Instantly, Daryl's presentation vanished from the screens, replaced by a dense, highly complex patent vulnerability report. It was the data Brycen had pulled from the dark web.
"The gene-sequencing platform Daryl is pushing," Keira said, pointing at the glaring red lines of text on the screen, "violates three hidden patents held by European shell companies."
She looked directly at the camera. "If you take this product to market, you will be hit with a billion-dollar infringement lawsuit that will drag the entire Conway Group into the mud."
The executives in the Manhattan boardroom stared at the irrefutable data on the screens. The color drained from their faces. They slowly turned their heads to look at Daryl, their eyes filled with suspicion and anger.
Hillard leaned back in his leather chair. He didn't call for security. He crossed his arms over his chest, his dark eyes watching Keira with the intense, predatory fascination of a king watching a gladiator slaughter a lion.
Daryl began to sweat profusely. He wiped his forehead with a trembling hand. "Those... those patent overlaps can be resolved with cross-licensing later! It's standard industry practice!"
"They won't license them to you," Keira shot back, her voice cutting like a scalpel. "Because those three European shell companies are secretly controlled by the McKnight family. This isn't an oversight, Daryl. You are walking Conway Group directly into a trap set by our biggest rival."
The boardroom erupted into chaos. Executives shouted over each other. If this was true, Daryl's incompetence was bordering on corporate treason.
Daryl panicked. "She forged the data! She's a junkie! You're going to listen to a teenager over your senior VP?"
Keira placed both hands flat on Hillard's desk, leaning down toward the microphone. "I want the West District project," she stated, laying her cards on the table. "I will clear the patent minefield in three months and build an alternative platform with zero intellectual property liabilities."
Daryl let out a shrill, hysterical laugh. "You? Lead a core R&D project? You don't even have a college degree!" He looked at Hillard's projection pleadingly. "Hillard, end this joke. I can fix this. We don't need an outsider."
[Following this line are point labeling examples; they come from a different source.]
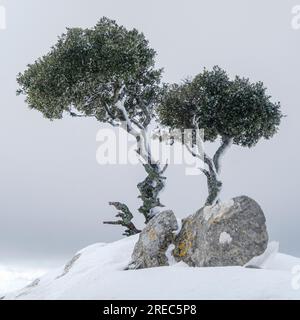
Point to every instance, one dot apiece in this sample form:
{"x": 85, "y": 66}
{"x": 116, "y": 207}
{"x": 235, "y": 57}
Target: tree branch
{"x": 126, "y": 219}
{"x": 225, "y": 145}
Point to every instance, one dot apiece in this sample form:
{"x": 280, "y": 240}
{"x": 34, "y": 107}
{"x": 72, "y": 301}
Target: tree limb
{"x": 126, "y": 219}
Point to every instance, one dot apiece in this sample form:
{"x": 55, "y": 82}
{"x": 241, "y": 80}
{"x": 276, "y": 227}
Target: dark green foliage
{"x": 125, "y": 220}
{"x": 89, "y": 71}
{"x": 108, "y": 73}
{"x": 236, "y": 109}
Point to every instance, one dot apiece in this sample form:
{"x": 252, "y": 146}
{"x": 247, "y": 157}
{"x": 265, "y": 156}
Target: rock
{"x": 227, "y": 234}
{"x": 154, "y": 241}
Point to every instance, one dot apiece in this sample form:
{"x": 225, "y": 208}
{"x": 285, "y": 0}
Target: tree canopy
{"x": 231, "y": 109}
{"x": 89, "y": 71}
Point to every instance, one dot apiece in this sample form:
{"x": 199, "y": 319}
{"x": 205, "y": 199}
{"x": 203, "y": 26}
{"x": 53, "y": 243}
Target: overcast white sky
{"x": 54, "y": 195}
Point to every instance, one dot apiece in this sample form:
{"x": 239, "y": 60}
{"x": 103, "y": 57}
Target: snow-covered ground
{"x": 97, "y": 272}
Hillard remained silent. He raised his right hand and began slowly tapping his index finger against the mahogany desk. Tap. Tap. Tap. The rhythmic sound echoed through the speakers, instantly silencing the screaming executives.
He looked at Keira. Her eyes were burning with raw ambition and absolute confidence. It was a dangerous, intoxicating look.
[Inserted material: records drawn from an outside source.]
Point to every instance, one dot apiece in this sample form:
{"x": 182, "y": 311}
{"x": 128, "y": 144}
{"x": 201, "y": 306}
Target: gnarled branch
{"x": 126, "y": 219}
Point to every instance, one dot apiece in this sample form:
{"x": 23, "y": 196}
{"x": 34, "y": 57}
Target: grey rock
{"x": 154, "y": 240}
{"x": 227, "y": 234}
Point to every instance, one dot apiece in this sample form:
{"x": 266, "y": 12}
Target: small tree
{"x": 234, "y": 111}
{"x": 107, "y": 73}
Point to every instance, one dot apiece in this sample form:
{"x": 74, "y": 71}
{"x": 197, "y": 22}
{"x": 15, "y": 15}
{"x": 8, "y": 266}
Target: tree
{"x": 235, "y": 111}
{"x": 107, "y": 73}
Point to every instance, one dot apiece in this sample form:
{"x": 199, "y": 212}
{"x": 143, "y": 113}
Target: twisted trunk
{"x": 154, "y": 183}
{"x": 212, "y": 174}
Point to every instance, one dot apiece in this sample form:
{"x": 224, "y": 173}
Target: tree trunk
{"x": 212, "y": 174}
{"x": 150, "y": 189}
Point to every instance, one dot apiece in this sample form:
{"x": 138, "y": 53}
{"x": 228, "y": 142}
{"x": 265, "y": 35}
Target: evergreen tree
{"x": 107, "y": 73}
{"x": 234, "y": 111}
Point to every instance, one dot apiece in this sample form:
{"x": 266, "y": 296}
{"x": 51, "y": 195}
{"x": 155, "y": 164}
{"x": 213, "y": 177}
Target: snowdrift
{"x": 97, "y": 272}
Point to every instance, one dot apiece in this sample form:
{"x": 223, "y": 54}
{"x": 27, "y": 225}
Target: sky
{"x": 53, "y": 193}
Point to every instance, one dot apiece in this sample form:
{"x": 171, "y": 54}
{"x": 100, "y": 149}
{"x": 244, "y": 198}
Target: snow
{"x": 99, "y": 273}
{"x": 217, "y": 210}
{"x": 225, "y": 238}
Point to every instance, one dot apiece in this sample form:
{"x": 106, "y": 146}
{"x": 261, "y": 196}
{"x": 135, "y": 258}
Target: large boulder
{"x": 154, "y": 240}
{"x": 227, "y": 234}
"The West District is the crown jewel of our R&D," Hillard said slowly, his voice echoing with finality. "I cannot hand it over entirely to someone with zero corporate track record."
Keira's stomach dropped. She bit the inside of her cheek, her fingers gripping the edge of the desk so hard her knuckles turned white.
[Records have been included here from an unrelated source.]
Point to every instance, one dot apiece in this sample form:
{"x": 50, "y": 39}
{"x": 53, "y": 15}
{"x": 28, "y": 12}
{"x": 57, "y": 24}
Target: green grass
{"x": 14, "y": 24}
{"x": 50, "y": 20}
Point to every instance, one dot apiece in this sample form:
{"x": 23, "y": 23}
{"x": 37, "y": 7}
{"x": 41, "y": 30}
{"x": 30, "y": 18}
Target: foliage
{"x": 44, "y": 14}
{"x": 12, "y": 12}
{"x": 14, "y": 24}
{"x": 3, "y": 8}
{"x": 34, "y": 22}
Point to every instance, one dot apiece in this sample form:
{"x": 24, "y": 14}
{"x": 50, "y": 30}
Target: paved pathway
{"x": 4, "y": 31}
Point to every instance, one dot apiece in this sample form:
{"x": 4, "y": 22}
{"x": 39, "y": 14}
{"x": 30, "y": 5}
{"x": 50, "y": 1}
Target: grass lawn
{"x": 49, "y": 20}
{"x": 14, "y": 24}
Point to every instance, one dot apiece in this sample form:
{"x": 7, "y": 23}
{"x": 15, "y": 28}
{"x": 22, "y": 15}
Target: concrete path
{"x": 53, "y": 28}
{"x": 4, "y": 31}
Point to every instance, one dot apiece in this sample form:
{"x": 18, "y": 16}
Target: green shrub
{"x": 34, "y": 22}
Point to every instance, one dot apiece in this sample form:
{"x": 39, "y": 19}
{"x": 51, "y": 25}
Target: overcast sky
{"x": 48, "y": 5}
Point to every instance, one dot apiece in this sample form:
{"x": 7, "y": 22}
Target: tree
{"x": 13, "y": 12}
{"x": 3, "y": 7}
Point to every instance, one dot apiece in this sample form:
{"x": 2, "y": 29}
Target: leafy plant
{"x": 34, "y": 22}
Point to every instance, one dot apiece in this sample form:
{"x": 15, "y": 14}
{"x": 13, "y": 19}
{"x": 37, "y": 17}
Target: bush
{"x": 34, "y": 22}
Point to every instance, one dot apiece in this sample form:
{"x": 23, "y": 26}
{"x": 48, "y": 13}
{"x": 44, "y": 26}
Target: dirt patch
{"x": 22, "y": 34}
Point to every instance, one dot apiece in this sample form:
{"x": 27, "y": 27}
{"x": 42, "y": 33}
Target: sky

"However," Hillard continued, a dark smirk playing on his lips, "I will split the West District project. Keira and Daryl will each take control of separate portfolios. An internal competition."
Daryl looked like he wanted to vomit, but he didn't dare argue with Hillard's absolute decree. He gritted his teeth and nodded stiffly.
Keira lowered her head slightly, allowing her hair to hide the cold, victorious smile spreading across her face. The prey had stepped right into the bear trap.
She took a step back from the desk, looked at Daryl's furious face on the screen, and gave him a slow, mocking salute. The war had officially begun.